But it wasn't just the colors on and around The Beatles that were colorful in 1967....it was the music....and it was definitely very palpable. One of the more colorful of all the songs released in that amazing year was Paul's catchy, lighthearted and upbeat "Hello Goodbye", which wound up being the 'A side' of the last single they put out in 1967. The song literally pops with vibrancy.

The Beatles produced 2 different mimed music videos for "Hello Goodbye", over a decade before the inception of MTV, with one airing on "The Ed Sullivan Show". This video shows The Beatles donning their vivid "Sgt.

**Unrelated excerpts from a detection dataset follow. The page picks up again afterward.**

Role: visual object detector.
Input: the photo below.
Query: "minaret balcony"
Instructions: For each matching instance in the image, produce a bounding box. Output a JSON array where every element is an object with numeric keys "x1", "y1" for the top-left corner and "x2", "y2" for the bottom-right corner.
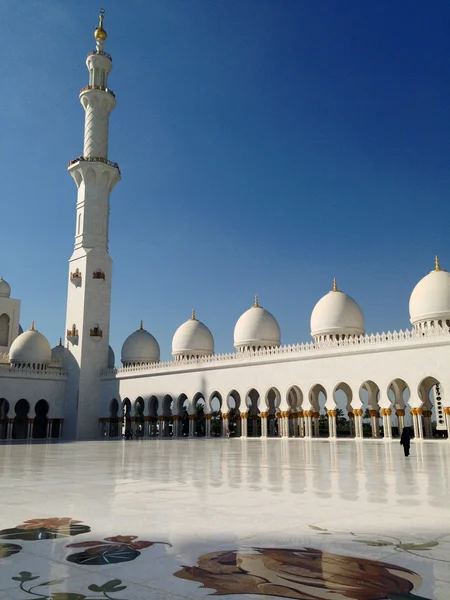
[
  {"x1": 80, "y1": 85, "x2": 116, "y2": 98},
  {"x1": 89, "y1": 325, "x2": 103, "y2": 342},
  {"x1": 68, "y1": 156, "x2": 120, "y2": 175},
  {"x1": 70, "y1": 269, "x2": 82, "y2": 287},
  {"x1": 66, "y1": 323, "x2": 78, "y2": 344},
  {"x1": 87, "y1": 50, "x2": 112, "y2": 62}
]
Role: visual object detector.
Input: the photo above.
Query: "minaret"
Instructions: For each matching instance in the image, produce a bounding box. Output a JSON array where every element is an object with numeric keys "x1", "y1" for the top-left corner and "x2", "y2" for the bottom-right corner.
[{"x1": 64, "y1": 10, "x2": 120, "y2": 439}]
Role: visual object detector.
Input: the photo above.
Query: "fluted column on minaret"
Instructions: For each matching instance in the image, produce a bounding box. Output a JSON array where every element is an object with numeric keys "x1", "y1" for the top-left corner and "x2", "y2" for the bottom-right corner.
[{"x1": 65, "y1": 11, "x2": 120, "y2": 439}]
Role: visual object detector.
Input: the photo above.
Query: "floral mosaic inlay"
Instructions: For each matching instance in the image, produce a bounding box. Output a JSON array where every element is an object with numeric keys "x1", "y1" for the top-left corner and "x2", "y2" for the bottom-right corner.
[
  {"x1": 0, "y1": 517, "x2": 91, "y2": 542},
  {"x1": 175, "y1": 548, "x2": 425, "y2": 600},
  {"x1": 67, "y1": 535, "x2": 163, "y2": 565}
]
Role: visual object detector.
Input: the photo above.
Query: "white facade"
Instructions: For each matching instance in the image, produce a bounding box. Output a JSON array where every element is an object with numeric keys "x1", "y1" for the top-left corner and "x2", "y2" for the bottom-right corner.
[{"x1": 0, "y1": 15, "x2": 450, "y2": 440}]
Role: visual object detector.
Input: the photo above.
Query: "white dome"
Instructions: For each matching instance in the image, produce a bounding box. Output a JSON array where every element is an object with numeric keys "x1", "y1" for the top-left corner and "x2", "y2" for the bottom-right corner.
[
  {"x1": 121, "y1": 321, "x2": 159, "y2": 365},
  {"x1": 311, "y1": 280, "x2": 364, "y2": 338},
  {"x1": 172, "y1": 311, "x2": 214, "y2": 357},
  {"x1": 0, "y1": 277, "x2": 11, "y2": 298},
  {"x1": 409, "y1": 257, "x2": 450, "y2": 325},
  {"x1": 108, "y1": 346, "x2": 116, "y2": 369},
  {"x1": 234, "y1": 296, "x2": 281, "y2": 349},
  {"x1": 9, "y1": 324, "x2": 52, "y2": 365}
]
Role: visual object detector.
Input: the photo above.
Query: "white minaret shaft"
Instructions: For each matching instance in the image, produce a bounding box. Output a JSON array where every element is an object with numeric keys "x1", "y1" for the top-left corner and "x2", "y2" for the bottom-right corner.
[{"x1": 64, "y1": 11, "x2": 120, "y2": 439}]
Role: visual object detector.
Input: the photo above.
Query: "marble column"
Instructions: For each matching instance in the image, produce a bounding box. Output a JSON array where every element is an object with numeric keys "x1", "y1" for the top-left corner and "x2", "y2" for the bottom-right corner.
[
  {"x1": 395, "y1": 409, "x2": 405, "y2": 436},
  {"x1": 312, "y1": 411, "x2": 320, "y2": 437},
  {"x1": 444, "y1": 406, "x2": 450, "y2": 441},
  {"x1": 369, "y1": 409, "x2": 380, "y2": 438},
  {"x1": 423, "y1": 410, "x2": 433, "y2": 438},
  {"x1": 259, "y1": 412, "x2": 269, "y2": 438},
  {"x1": 303, "y1": 410, "x2": 313, "y2": 438},
  {"x1": 327, "y1": 409, "x2": 337, "y2": 438},
  {"x1": 241, "y1": 413, "x2": 248, "y2": 438},
  {"x1": 381, "y1": 408, "x2": 392, "y2": 440},
  {"x1": 220, "y1": 413, "x2": 230, "y2": 437},
  {"x1": 353, "y1": 408, "x2": 364, "y2": 440},
  {"x1": 189, "y1": 415, "x2": 195, "y2": 437}
]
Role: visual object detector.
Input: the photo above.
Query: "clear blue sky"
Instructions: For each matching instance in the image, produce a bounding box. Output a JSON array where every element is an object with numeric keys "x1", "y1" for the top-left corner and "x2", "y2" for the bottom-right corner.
[{"x1": 0, "y1": 0, "x2": 450, "y2": 358}]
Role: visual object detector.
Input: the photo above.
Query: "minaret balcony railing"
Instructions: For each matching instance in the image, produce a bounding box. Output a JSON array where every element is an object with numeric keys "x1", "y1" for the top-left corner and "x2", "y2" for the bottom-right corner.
[
  {"x1": 80, "y1": 85, "x2": 116, "y2": 98},
  {"x1": 88, "y1": 50, "x2": 112, "y2": 62},
  {"x1": 68, "y1": 156, "x2": 120, "y2": 174}
]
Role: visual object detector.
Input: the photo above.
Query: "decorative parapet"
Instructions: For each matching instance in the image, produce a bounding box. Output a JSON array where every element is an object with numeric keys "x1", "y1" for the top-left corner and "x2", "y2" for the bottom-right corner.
[
  {"x1": 92, "y1": 269, "x2": 105, "y2": 281},
  {"x1": 102, "y1": 325, "x2": 450, "y2": 378},
  {"x1": 68, "y1": 156, "x2": 120, "y2": 175},
  {"x1": 80, "y1": 85, "x2": 116, "y2": 98},
  {"x1": 0, "y1": 365, "x2": 67, "y2": 379}
]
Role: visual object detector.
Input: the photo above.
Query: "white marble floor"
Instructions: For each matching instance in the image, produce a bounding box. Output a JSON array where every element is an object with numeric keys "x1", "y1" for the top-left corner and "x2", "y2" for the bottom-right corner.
[{"x1": 0, "y1": 439, "x2": 450, "y2": 600}]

Pepper" album cover Victorian era military costume suits - it was the second and last time they would all appear dressed in them, with the album cover shoot being the first. Just before the halfway point, they are all waving while wearing their 1963 grey collarless suits in a tongue in cheek nod to 'the early days'. In the other version of the video, they are wearing their 'civilian' street clothes.

The videos were shot on November 10, 1967 at the Brian Epstein / NEMS leased Saville Theatre in London. Paul produced the videos, but it was John and George who scripted out the scenes, on this very piece of paper. With John writing the title "HELLO GOODBYE" at the top and doing some drawings that included 2 heavily lashed eyes, a round face with 9 legs supporting it (9 was John's number), musical notes, and an upside down question mark. John put quite a bit of thought into the scenes and scripted out the entire #1 "civilian clothes" video and most of the #2 "Sgt. Pepper" suits video, with some help from George towards the end.

Video #1 has The Beatles in their street clothes, with a stage backdrop depicting a rural setting and 6 lei wearing, grass skirted dancing hula girls towards the end of the song. In video #2, The Beatles are are once again in their "Sgt. Pepper" suits - over 7 months after the album cover shoot - with a psychedelic stage backdrop and the same 6 hula dancers coming in towards the end. A 3rd video was made from outtakes of the first 2 videos, which included comical footage of The Beatles dancing The Twist. It's clear that The Beatles had a lot of fun while filming the promotional videos for "Hello Goodbye".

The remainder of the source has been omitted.